Further, in acknowledging that it had granted writs of mandamus in cases involving promotions, the court cited to Bardo and Bednar, supra.Hipp I, supra, at 103-104, 637 N.E.2d at 319. In Bardo, the city argued that the relator had an adequate administrative remedy under the grievance procedures in a collective-bargaining agreement. The court ultimately held that because promotions were not covered by the collective-bargaining agreement, the relator had no adequate remedy at law. Bardo, supra, at 112-113, 524 N.E.2d at 453-454.
In Bednar, the issues presented were whether the provisions of the city charter gave city officials discretion to fill the vacancy in the position that the relator sought, and whether the charter conflicted with the state law that the relator claimed was applicable. The court did not discuss the issue of whether the relator had an adequate remedy at law. A review of the appellate court decision in that case shows that the city had abandoned any argument that the relator had an adequate remedy at law. State ex rel. Bednar v. N. Canton (Jan. 29, 1993), Stark App. No. CA-9047, unreported.

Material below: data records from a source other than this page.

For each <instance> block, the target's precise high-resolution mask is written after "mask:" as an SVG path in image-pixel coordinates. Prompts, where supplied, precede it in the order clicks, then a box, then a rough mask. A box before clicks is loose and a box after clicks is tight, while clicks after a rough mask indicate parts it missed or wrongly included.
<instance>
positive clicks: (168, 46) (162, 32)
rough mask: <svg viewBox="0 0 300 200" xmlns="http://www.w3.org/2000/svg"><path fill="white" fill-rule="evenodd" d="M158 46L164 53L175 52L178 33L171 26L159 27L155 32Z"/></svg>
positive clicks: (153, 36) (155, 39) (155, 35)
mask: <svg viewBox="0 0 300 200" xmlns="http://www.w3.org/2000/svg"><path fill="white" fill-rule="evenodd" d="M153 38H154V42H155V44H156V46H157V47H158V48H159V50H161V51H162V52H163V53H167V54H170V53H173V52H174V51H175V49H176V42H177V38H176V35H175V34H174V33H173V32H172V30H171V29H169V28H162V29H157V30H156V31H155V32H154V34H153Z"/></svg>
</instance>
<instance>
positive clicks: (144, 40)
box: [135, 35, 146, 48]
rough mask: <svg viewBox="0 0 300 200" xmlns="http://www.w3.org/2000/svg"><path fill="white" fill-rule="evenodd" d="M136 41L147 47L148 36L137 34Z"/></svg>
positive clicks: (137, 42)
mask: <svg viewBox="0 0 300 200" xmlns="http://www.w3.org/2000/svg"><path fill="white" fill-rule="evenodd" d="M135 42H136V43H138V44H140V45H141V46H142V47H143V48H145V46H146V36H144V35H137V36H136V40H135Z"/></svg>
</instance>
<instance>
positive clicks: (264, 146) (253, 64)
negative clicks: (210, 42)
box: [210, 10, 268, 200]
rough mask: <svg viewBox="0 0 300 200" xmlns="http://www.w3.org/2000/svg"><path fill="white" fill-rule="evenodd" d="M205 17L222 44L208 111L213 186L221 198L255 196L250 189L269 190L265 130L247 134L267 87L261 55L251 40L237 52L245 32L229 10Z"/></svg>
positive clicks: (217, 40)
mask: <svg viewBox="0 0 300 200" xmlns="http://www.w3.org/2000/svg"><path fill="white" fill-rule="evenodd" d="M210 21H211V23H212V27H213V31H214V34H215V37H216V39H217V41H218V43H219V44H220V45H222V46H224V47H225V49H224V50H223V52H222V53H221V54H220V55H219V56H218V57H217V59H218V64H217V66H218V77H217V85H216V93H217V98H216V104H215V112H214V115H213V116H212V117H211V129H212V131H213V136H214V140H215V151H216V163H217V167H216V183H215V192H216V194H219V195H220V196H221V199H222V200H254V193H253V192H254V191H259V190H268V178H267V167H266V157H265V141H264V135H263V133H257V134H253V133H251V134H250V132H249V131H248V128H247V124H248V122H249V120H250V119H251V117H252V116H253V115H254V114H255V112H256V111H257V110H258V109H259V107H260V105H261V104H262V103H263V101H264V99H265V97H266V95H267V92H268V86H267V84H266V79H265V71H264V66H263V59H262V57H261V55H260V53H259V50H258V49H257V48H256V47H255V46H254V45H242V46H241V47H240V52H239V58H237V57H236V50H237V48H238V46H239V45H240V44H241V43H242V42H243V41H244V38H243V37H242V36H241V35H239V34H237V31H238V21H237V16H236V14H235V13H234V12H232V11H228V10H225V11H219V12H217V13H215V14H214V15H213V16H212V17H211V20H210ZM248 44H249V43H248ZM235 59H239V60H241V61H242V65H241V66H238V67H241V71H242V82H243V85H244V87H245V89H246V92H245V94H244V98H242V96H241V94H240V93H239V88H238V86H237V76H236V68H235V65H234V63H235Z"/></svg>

For these reasons, we conclude that this line of cases is distinguishable and does not support relators' claim that mandamus is an appropriate remedy in this case. In sum, we hold that because relators could have pursued an administrative appeal of the commission's decision denying their requests for reclassification, they had an adequate remedy at law. Therefore, we deny relators' request for a writ of mandamus and we overrule their motion for summary judgment.
Hildebrandt, P.J., Doan and Winkler, JJ.